Understood, yet I still think that we should address and support this in a different way.

Some of these changes were introduced in b5fa7b7 in response to a security vulnerability and released in a combined OMERO.server 5.6.1 and OMERO.web 5.6.3 release (see https://www.openmicroscopy.org/2020/03/25/omero-5-6-1.html), so at this point I'm not convinced that removing the restriction is a good idea.

If we want to support filtering by experimenters who are no longer in the current group, it might be better to add targeted exceptions or a new feature that allows users to do that.

[will-moore]

I think the change in b5fa7b7 was introduced along with server changes that also obscured details of Experimenters who you don't share a group with.
https://www.openmicroscopy.org/security/advisories/2019-SV3/

I think we made the changes in web as a "belt and braces" approach, before we had the fix in the server (even though both were released at the same time).
Now, the server hides this automatically and instead gives you <hidden> <hidden> instead of user names (see the tree and right-panel with this PR):

[will-moore]

I guess there are 2 parts to this PR:

• In tree.py, we previously add a filter to the sql so that we only find users that are in our own groups. So, that on merge-ci, logged-in as user-3, /webclient/api/experimenters/52/ gives me 404 whereas the JSON api allows me to access that user at /api/v0/m/experimenters/52/ showing

...
"FirstName": "<hidden>",
"LastName": "<hidden>",
"UserName": "<hidden>",

Removing the sql filter means that I can access that user via /webclient/api/experimenters/52/ in the same way.

• In views.py, we previously check that either the experimenter is -1 (which allows us to see data belonging to all users, including ex-members) or if the experimenter is in the group. This prevents us switching the experimenter context to filter by ex-members. That might seem like a good thing if it was impossible for non-members to have data in the group (likely the original understanding). However, we now know differently.

By removing the check, we allow you to filter a group by any user.
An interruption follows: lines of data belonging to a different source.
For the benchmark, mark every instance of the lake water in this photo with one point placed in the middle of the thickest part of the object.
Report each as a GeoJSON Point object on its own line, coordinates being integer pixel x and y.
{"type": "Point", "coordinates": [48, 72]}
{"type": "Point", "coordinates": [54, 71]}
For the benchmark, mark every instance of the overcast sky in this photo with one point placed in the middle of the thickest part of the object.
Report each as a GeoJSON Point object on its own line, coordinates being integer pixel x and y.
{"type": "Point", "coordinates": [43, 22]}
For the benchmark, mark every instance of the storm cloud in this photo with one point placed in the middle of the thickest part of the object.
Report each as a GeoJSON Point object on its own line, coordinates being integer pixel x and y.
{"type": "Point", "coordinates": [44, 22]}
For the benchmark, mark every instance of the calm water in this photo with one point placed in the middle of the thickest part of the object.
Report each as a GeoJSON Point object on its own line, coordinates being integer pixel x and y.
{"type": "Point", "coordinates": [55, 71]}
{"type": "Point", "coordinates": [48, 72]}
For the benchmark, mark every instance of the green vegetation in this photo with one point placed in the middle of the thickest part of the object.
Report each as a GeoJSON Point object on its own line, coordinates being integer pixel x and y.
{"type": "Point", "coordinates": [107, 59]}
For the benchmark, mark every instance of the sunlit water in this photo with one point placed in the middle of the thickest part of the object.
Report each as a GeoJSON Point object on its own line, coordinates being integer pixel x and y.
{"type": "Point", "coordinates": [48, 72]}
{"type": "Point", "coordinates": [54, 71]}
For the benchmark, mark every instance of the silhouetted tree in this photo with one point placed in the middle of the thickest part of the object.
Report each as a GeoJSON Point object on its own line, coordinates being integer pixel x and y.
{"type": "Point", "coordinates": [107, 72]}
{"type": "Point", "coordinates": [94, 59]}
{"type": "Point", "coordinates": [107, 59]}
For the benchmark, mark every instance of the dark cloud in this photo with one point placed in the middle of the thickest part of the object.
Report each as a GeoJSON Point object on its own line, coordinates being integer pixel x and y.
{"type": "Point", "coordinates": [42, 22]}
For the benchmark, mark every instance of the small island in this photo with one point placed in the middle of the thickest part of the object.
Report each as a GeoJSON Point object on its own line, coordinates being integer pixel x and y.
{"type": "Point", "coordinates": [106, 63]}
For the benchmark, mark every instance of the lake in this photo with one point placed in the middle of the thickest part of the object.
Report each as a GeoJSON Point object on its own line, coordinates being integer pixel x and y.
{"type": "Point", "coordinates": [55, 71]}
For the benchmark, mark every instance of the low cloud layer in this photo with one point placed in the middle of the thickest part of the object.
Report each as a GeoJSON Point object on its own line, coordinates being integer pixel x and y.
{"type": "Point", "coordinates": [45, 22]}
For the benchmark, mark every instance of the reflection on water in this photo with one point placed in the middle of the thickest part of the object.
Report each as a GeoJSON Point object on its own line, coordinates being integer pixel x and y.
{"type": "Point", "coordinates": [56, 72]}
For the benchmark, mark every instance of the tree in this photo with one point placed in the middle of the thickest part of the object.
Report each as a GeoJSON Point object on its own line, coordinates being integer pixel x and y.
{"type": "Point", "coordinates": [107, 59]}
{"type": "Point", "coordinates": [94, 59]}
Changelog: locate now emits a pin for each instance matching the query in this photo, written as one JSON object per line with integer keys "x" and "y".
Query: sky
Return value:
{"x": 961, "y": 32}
So, without changing the group context, you can manually go to /webclient/?experimenter=2 and you'll filter the data by Experimenter:2. This may show you no data (if that experimenter has no data in the current group), but that's not really a bug - and you'd only see this if you manually entered the URL.
If you followed a link /webclient/?show=image-123 as above, then you would also be able to switch context to the owner of the image (even if they're not a member of the group that the image is in), and you wouldn't find no data.